Refojongere praat soms niet over media uit angst voor afwijzing 27 juni 2018

Dat reformatorische jongeren minder met hun ouders praten over media dan hun seculiere leeftijdsgenoten, is verklaarbaar. „De Bijbel noemt verkeerde dingen zonden. Als er online dan iets negatiefs gebeurt, praat je daar niet gemakkelijk over met je ouders.”

Henrieke Hoogendijk-van Dam, mediapedagoog en onderzoeker bij Driestar educatief, ziet naast de zorgelijke uitkomsten iets bemoedigends in het onderzoek ”Jongeren en online veiligheid”, dat woensdag naar buiten kwam. „Veel jongeren zien hun ouders nog altijd als de belangrijkste bron voor kennis als het om onlinerisico’s gaat.
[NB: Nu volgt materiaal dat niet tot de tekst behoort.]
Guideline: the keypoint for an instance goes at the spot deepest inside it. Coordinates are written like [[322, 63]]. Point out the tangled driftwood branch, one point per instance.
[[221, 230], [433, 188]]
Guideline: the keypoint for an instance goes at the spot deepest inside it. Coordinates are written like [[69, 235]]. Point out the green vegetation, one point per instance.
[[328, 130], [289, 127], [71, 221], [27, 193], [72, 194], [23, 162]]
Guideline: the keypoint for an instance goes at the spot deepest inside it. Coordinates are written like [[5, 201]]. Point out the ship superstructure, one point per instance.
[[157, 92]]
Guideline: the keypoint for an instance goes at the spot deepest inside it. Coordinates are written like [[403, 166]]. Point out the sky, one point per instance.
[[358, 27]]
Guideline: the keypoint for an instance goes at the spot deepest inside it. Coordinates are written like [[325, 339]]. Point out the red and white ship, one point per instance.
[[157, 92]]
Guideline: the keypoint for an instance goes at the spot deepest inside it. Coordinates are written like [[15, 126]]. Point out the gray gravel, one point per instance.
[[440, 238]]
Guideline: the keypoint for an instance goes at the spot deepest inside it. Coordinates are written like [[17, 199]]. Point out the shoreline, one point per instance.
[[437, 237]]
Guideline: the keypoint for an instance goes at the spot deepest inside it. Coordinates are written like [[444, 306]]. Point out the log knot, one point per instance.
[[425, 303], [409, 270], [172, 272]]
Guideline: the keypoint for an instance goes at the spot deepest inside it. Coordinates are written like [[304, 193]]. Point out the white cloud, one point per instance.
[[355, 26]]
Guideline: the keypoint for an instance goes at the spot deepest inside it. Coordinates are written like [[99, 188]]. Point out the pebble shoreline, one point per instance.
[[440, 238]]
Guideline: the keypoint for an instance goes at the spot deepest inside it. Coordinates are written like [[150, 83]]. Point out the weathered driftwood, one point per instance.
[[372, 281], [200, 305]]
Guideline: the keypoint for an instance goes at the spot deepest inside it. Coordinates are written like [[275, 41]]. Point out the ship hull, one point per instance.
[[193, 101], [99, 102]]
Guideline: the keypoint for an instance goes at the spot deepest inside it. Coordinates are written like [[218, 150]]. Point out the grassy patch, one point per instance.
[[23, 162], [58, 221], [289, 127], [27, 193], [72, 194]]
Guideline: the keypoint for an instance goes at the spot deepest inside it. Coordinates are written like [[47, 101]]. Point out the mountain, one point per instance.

En bijna de helft stapt naar vader of moeder als er iets vervelends is gebeurd. De rol van ouders is nog altijd belangrijk.”

De verschillen tussen reformatorische jongeren en hun seculiere leeftijdsgenoten rond mediagesprekken met ouders noemt Hoogendijk „voorzichtig verklaarbaar.” „In de gereformeerde gezindte heerst een ander normatief kader. Wij bezien gedrag vanuit de Bijbel. Dat betekent dat we verkeerde dingen als zondig benoemen. Bij refojongeren ontstaat daarom eerder schroom om over negatieve ervaringen te vertellen dan bij seculiere jongeren."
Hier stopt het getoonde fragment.